Cheriton in view of Zheng fails to teach the processing unit sending a set of plural read requests to the cache together;
the method further comprising:
when the cache returns the requested data for all of the plurality of read requests:
the processing unit processing the returned data; and
when the cache returns the requested data for only some but not all of the plurality of read requests, and one or more of the read requests returns an indication that the requested data is not stored in the cache:
when it has the data from the memory system, combining the data returned from the cache for the read request(s) for which data was present in the cache, with data from the memory system for the one or more of the read requests that returned an indication that the requested data was not stored in the cache, to provide a combined set of data, and then processing the combined set of data.
Espasa teaches the processing unit sending a set of plural read requests to the cache together (“If properly aligned, the 128 quadwords requested by a stride-1 instruction are contained in exactly 16 cache lines (17 if the base address is not aligned to a cache line boundary).”, page 285, paragraph 6);
the method further comprising:
when the cache returns the requested data for all of the plurality of read requests (“Strides marked with the ‘pump’ bit read out 16 cache lines from the data array just like any other slice does. But, as opposed to normal slices, the sixteen full cache lines are latched into one of the four registers (16x512 bits each) of the PUMP structure.”, page 285, paragraph 7):
the processing unit processing the returned data (“From there, a sequencer in each bank reads two quadwords per cycle and sends them to the Vbox.”, page 285, paragraph 7); and
when the cache returns the requested data for only some but not all of the plurality of read requests, and one or more of the read requests returns an indication that the requested data is not stored in the cache (“The Vbox has sent a read slice to the L2 cache and several of its sixteen addresses miss in the lookup stage.”, page 286, paragraph 7):
when it has the data from the memory system, combining the data returned from the cache for the read request(s) for which data was present in the cache, with data from the memory system for the one or more of the read requests that returned an indication that the requested data was not stored in the cache, to provide a combined set of data, and then processing the combined set of data (“The slice is ‘put to sleep’ in the MAF and a ‘waiting’ bit is set for each of its sixteen addresses that missed. As each individual cache line arrives to the L2 from the system, it searches the MAF for matching addresses. For each matching address, its ‘waiting’ bit is cleared. When all ‘waiting’ bits are clear, the slice wakes up and goes to the Retry Queue (a structure within the L2 cache itself). From there, the slice will retry, walk down the L2 pipe again and lookup the tag array a second time.”, page 286, paragraph 8)
in order to obtain “good speedups over a conventional superscalar processor” (page 281, paragraph 4).
It would have been obvious to one of ordinary skill in the art before the effective filing date of the claimed invention to combine Cheriton with Zheng and Espasa to include the processing unit sending a set of plural read requests to the cache together;
the method further comprising:
when the cache returns the requested data for all of the plurality of read requests:
the processing unit processing the returned data; and
when the cache returns the requested data for only some but not all of the plurality of read requests, and one or more of the read requests returns an indication that the requested data is not stored in the cache:
when it has the data from the memory system, combining the data returned from the cache for the read request(s) for which data was present in the cache, with data from the memory system for the one or more of the read requests that returned an indication that the requested data was not stored in the cache, to provide a combined set of data, and then processing the combined set of data
in order to obtain “good speedups over a conventional superscalar processor” (id.).

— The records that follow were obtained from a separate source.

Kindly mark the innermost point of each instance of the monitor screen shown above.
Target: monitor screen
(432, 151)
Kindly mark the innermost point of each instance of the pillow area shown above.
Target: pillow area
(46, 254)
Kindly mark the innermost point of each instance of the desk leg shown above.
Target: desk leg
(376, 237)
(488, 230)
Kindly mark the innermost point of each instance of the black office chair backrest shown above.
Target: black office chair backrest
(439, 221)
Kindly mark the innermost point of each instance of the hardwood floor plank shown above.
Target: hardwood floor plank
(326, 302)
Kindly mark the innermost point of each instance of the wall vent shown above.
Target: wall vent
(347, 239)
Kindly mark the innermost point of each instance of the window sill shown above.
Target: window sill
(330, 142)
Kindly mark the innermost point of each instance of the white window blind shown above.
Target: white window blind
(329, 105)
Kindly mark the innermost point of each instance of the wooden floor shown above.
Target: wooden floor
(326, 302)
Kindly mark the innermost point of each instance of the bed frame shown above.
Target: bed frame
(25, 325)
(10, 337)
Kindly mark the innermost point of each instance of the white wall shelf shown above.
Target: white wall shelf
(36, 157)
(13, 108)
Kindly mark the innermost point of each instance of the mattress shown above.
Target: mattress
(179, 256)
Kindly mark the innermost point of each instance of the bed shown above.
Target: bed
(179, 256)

Claims 23 and 25 are rejected under 35 U.S.C. 103 as being unpatentable over Cheriton et al. (“Software-Controlled Caches in the VMP Multiprocessor”) in view of Zheng et al. (“Performance Evaluation of Exclusive Cache Hierarchies”) and Barroso et al. (“Piranha: A Scalable Architecture Based on Single-Chip Multiprocessing”).
In regards to claims 23 and 25, Zheng further teaches that the cache system includes multiple cache levels (“Many desktop microprocessors use an on-chip two-level cache hierarchy.”, section 1, paragraph 1), and the determining of whether the requested data is present in the cache comprises: 
determining whether the requested data is present in the cache to which the read request is made (“In two-level exclusive caching, when a load misses in the L1 and hits in the L2, the contents of LI and L2 are swapped.”, section 3.2, paragraph 2).
Cheriton in view of Zheng fails to teach, in the event that the data is not present in that cache level, then sending a read request to a lower level of the cache system for the requested data, but not sending a read request for the requested data to a higher level cache of the cache system.  Barroso teaches, in the event that the data is not present in that cache level, then sending a read request to a lower level of the cache system for the requested data, but not sending a read request for the requested data to a higher level cache of the cache system (“Depending on the state at the L2, the L2 can possibly (a) service the request directly, (b) forward the request to a local (owner) L1, (c) forward the request to one of the protocol engines, or (d) obtain the data from memory through the memory controller (only if the home is local).”, section 2.3, paragraph 5) in order to “avoid the use of snooping at L1 caches” (section 2.3, paragraph 2).  It would have been obvious to one of ordinary skill in the art before the effective filing date of the claimed invention to combine Cheriton with Zheng and Barroso such that, in the event that the data is not present in that cache level, then sending a read request to a lower level of the cache system for the requested data, but not sending a read request for the requested data to a higher level cache of the cache system in order to “avoid the use of snooping at L1 caches” (id.).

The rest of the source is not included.